You actually want to time and/or profile the first run. So start a fresh session, and:
using ProfileView
@profile @time using SomePackage
ProfileView.view()
@profview @time themainfunction(x)
Although profiling slows things down a bit. I also found ProfileView struggles with really huge load times and just @profile can be better. From that you can spot obvious problems, what code and packages actually take time to load, etc.
Edit:
And also to look at the functions taking inference time:
using SnoopCompile
tinf = @snoopi_deep themainfunction(x)
fg = flamegraph(tinf)
ProfileView.view(fg)
Then:
using Cthulhu
@descend themainfunction(x)
And look around to find the unstable (red) bits that looked slow to load in ProfileView, and anything else that seemed like a problem. Im sure there are more sophisticated ways to do this, but it gets you a long way.
As a developer not very familiar with the subject “what should I write additionally to use my packages faster”, it would be nice if I have just a simple build flag that says “just precompile this package from all of its own tests, and don’t care the excessive code”.

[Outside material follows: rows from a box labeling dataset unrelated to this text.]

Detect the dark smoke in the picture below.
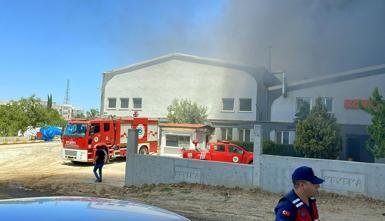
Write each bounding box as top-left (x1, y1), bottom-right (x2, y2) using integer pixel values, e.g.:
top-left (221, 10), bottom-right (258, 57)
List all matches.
top-left (216, 0), bottom-right (385, 81)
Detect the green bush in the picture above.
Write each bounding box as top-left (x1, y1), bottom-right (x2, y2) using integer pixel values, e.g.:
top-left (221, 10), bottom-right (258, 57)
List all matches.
top-left (262, 140), bottom-right (303, 157)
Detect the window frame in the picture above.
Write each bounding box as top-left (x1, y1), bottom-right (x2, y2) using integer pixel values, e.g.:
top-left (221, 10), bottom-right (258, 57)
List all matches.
top-left (321, 97), bottom-right (334, 113)
top-left (275, 130), bottom-right (291, 145)
top-left (238, 128), bottom-right (251, 142)
top-left (221, 127), bottom-right (233, 140)
top-left (119, 97), bottom-right (130, 110)
top-left (132, 97), bottom-right (143, 110)
top-left (107, 97), bottom-right (117, 110)
top-left (221, 97), bottom-right (235, 112)
top-left (239, 98), bottom-right (253, 113)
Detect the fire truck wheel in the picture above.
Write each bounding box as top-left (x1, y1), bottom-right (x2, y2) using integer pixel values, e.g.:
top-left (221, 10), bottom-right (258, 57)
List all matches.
top-left (139, 146), bottom-right (148, 155)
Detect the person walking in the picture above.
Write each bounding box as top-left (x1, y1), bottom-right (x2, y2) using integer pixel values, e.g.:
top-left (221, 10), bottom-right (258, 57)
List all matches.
top-left (274, 166), bottom-right (324, 221)
top-left (94, 146), bottom-right (107, 183)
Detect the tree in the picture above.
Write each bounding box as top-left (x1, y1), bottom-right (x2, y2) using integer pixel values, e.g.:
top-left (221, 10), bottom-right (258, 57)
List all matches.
top-left (75, 111), bottom-right (86, 118)
top-left (0, 95), bottom-right (66, 136)
top-left (294, 101), bottom-right (310, 123)
top-left (360, 87), bottom-right (385, 158)
top-left (167, 99), bottom-right (207, 124)
top-left (294, 97), bottom-right (341, 159)
top-left (86, 108), bottom-right (99, 119)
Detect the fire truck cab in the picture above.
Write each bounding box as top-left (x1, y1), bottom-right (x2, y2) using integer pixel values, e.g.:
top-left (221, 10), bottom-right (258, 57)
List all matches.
top-left (62, 118), bottom-right (158, 162)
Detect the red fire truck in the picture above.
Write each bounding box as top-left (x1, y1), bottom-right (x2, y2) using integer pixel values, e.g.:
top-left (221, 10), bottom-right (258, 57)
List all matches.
top-left (62, 118), bottom-right (158, 162)
top-left (182, 141), bottom-right (253, 164)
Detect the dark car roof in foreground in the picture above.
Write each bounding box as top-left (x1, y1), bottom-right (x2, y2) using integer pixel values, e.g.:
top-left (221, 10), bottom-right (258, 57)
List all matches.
top-left (0, 197), bottom-right (188, 221)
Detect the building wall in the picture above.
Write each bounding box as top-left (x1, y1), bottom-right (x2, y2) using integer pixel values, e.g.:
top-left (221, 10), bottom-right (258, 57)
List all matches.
top-left (271, 73), bottom-right (385, 125)
top-left (102, 60), bottom-right (257, 121)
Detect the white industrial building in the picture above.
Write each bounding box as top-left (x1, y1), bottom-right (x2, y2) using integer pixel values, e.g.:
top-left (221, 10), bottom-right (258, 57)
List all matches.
top-left (101, 54), bottom-right (279, 141)
top-left (269, 65), bottom-right (385, 161)
top-left (101, 54), bottom-right (385, 162)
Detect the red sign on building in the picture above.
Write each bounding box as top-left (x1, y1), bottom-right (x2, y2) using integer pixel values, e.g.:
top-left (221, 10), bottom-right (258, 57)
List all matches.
top-left (344, 99), bottom-right (369, 109)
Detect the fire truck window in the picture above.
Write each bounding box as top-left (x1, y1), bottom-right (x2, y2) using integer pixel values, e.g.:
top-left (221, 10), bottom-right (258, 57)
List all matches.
top-left (103, 123), bottom-right (110, 132)
top-left (229, 146), bottom-right (243, 154)
top-left (90, 124), bottom-right (100, 135)
top-left (214, 145), bottom-right (225, 152)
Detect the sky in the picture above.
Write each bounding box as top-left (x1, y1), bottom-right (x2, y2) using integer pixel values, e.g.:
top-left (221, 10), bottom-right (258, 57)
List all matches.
top-left (0, 0), bottom-right (385, 110)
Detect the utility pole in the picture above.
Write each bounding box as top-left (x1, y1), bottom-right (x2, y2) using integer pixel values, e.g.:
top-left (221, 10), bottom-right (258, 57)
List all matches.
top-left (268, 46), bottom-right (271, 73)
top-left (64, 79), bottom-right (70, 104)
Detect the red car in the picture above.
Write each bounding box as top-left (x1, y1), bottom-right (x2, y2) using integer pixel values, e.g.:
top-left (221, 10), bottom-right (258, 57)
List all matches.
top-left (182, 142), bottom-right (253, 164)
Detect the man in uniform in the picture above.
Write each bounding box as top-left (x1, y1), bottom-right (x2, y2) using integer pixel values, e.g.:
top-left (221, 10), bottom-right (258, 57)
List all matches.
top-left (274, 166), bottom-right (324, 221)
top-left (94, 146), bottom-right (107, 183)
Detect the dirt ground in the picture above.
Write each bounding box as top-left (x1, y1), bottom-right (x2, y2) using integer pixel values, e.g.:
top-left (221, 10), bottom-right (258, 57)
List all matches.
top-left (0, 142), bottom-right (385, 221)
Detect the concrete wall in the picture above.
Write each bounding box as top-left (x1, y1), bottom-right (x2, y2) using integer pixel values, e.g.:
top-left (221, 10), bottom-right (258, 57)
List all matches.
top-left (125, 154), bottom-right (253, 187)
top-left (102, 60), bottom-right (257, 121)
top-left (260, 155), bottom-right (385, 200)
top-left (125, 125), bottom-right (385, 200)
top-left (271, 73), bottom-right (385, 125)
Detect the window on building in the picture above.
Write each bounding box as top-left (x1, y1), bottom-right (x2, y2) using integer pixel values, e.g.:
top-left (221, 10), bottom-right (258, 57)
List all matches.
top-left (120, 98), bottom-right (128, 108)
top-left (222, 98), bottom-right (234, 111)
top-left (276, 131), bottom-right (290, 144)
top-left (295, 97), bottom-right (311, 113)
top-left (108, 98), bottom-right (116, 108)
top-left (132, 98), bottom-right (142, 109)
top-left (221, 128), bottom-right (233, 140)
top-left (239, 129), bottom-right (250, 142)
top-left (321, 97), bottom-right (333, 112)
top-left (239, 98), bottom-right (251, 111)
top-left (103, 123), bottom-right (110, 132)
top-left (166, 135), bottom-right (190, 148)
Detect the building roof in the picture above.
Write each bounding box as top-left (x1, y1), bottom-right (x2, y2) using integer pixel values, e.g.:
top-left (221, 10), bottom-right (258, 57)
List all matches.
top-left (159, 123), bottom-right (210, 129)
top-left (103, 53), bottom-right (280, 86)
top-left (269, 64), bottom-right (385, 91)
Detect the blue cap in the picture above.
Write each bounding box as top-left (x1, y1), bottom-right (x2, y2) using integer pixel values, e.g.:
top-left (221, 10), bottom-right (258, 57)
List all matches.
top-left (291, 166), bottom-right (324, 184)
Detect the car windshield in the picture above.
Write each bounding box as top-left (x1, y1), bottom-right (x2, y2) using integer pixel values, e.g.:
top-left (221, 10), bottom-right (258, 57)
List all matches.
top-left (63, 123), bottom-right (87, 137)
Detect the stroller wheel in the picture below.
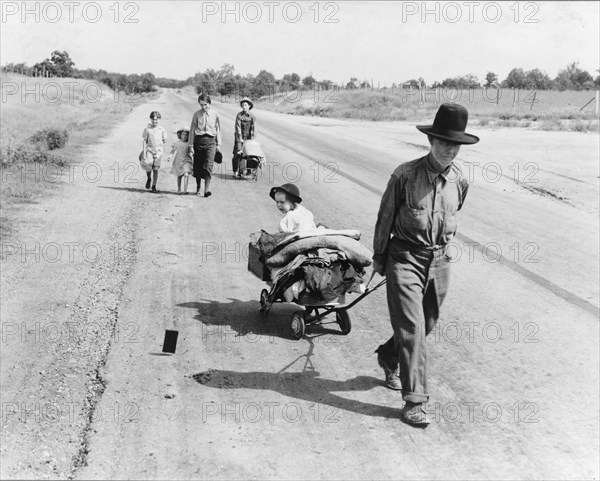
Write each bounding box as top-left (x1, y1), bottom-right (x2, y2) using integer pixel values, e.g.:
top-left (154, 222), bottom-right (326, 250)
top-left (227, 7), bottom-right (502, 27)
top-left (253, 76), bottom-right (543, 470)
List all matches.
top-left (290, 311), bottom-right (306, 340)
top-left (335, 309), bottom-right (352, 335)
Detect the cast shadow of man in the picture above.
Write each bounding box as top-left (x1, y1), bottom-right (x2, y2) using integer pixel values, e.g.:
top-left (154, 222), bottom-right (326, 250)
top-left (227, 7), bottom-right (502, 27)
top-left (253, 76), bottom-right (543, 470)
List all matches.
top-left (177, 297), bottom-right (341, 340)
top-left (192, 369), bottom-right (400, 419)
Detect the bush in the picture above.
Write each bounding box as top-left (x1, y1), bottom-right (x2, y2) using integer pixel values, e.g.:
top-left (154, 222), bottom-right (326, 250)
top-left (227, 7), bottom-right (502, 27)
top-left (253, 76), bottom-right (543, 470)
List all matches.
top-left (29, 128), bottom-right (69, 150)
top-left (0, 145), bottom-right (66, 166)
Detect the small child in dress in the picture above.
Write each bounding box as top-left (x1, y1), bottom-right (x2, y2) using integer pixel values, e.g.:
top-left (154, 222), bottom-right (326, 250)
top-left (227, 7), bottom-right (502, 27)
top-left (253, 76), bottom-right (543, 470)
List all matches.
top-left (167, 129), bottom-right (194, 194)
top-left (140, 111), bottom-right (167, 192)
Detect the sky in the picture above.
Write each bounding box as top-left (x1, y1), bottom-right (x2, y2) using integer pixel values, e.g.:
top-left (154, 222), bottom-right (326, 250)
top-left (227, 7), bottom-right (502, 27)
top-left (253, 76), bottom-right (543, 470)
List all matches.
top-left (0, 0), bottom-right (600, 86)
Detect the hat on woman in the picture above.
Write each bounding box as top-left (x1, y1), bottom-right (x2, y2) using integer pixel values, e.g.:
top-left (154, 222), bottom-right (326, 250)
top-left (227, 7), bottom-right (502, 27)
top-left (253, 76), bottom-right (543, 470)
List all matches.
top-left (417, 104), bottom-right (479, 144)
top-left (269, 184), bottom-right (302, 204)
top-left (240, 97), bottom-right (254, 110)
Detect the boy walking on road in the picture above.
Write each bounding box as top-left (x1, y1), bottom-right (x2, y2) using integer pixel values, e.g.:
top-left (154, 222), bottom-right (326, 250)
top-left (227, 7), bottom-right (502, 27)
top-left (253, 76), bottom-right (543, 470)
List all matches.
top-left (373, 104), bottom-right (479, 426)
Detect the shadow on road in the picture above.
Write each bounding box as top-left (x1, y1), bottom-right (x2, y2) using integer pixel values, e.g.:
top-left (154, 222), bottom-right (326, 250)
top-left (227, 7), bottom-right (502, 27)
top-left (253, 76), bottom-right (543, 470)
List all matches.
top-left (192, 369), bottom-right (400, 419)
top-left (98, 185), bottom-right (196, 197)
top-left (177, 297), bottom-right (342, 342)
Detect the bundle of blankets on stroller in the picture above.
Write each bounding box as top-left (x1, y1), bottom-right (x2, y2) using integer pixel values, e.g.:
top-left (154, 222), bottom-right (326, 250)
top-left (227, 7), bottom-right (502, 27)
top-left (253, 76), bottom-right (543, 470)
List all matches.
top-left (248, 228), bottom-right (371, 305)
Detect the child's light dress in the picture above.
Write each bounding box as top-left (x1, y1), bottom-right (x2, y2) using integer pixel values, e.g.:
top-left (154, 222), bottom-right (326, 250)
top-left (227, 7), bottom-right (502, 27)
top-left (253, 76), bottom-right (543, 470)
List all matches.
top-left (169, 140), bottom-right (194, 177)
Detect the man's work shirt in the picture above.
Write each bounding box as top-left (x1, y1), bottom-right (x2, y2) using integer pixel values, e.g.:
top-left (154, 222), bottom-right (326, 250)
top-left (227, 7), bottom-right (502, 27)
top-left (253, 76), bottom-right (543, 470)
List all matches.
top-left (188, 109), bottom-right (221, 146)
top-left (373, 155), bottom-right (469, 264)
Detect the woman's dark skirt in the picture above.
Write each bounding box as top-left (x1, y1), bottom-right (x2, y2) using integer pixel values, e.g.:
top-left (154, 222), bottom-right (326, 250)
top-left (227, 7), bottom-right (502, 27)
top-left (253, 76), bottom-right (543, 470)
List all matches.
top-left (192, 135), bottom-right (217, 179)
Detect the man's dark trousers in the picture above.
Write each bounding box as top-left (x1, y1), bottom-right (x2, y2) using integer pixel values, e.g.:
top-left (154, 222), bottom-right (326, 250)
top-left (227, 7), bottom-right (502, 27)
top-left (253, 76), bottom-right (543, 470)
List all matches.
top-left (380, 238), bottom-right (451, 403)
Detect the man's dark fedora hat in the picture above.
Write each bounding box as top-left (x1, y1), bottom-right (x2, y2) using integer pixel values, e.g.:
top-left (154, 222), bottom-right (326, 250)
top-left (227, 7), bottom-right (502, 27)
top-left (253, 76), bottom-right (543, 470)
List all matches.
top-left (269, 184), bottom-right (302, 204)
top-left (240, 97), bottom-right (254, 110)
top-left (417, 104), bottom-right (479, 144)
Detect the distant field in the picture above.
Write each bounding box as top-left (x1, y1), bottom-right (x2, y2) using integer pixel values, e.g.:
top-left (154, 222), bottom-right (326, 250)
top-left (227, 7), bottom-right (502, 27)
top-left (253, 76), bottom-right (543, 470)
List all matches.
top-left (0, 74), bottom-right (156, 237)
top-left (256, 89), bottom-right (598, 131)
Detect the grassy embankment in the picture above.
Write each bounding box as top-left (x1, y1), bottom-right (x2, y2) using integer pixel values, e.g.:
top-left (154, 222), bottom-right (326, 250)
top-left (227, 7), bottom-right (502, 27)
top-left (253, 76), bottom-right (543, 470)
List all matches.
top-left (0, 74), bottom-right (157, 238)
top-left (256, 89), bottom-right (598, 132)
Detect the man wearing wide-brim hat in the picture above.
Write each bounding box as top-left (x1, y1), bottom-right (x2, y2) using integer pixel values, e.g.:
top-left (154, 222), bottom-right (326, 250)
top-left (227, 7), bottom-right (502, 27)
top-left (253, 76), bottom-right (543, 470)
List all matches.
top-left (373, 104), bottom-right (479, 426)
top-left (231, 97), bottom-right (256, 176)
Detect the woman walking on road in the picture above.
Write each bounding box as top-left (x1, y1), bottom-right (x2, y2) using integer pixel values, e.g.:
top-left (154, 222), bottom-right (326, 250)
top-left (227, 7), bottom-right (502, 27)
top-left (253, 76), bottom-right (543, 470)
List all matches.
top-left (232, 97), bottom-right (256, 176)
top-left (188, 94), bottom-right (221, 197)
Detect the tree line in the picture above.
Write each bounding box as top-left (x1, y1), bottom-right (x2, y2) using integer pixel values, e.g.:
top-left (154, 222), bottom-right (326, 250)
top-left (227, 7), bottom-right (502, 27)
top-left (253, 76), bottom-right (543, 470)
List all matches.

So I think this is telling me that either I get rid of abstract types, or live with the using time of 15 seconds. The big block in the middle is all type inference…
If you are asking do I have __precompile__(true) in the top module, the answer is yes; otherwise, if you mean do I have targeted instructions in the code, the answers no.
@PetrKryslUCSD that large block isn’t your package code at all, but the @require block in ArrayInterface.jl. If you hover over the red lines near the bottom of the block you will find the requires calls.
This has me worried about my ArrayInterface deps now… we really need to stop using Requires.jl and get precompiled glue packages in Base.
Abstract types are fine! Your package code takes no time at all.
The problem is you are using something that uses ArrayInterface.jl and also something in its Requires.jl block, so when your package loads the @require macro code also loads, and that has to precompile from scratch.
Probably your LoopVectorisation.jl dependency is causing all of that load time, because it depends on ArrayInterface.jl.
Yep. It’s all just LoopVectorization.jl. Profile for using LoopVectorization :
What was it you’re profiling there?
I am aware that LoopVectorization causes TTFX issues in several ways. One of the motivations for rewriting it with a totally different approach.
That’s just using LoopVectorization. But I found out about it from using FinEtools, where it appears that the @require code in ArrayInterface is actually taking all that time, if you look through the red lines in the stack of calls you can see that in LoopVectorization as well.
so, based on the discussion here, I added an example calculation after the module in my package main file. It precompiles fine, but then segfaults with something about deserialization when I try to use it. Am I doing something wrong or is this a julia bug that I should report (this is on both 1.7 and nightly)? I’m not using __precompile__(true) as the docstring says it’s the default?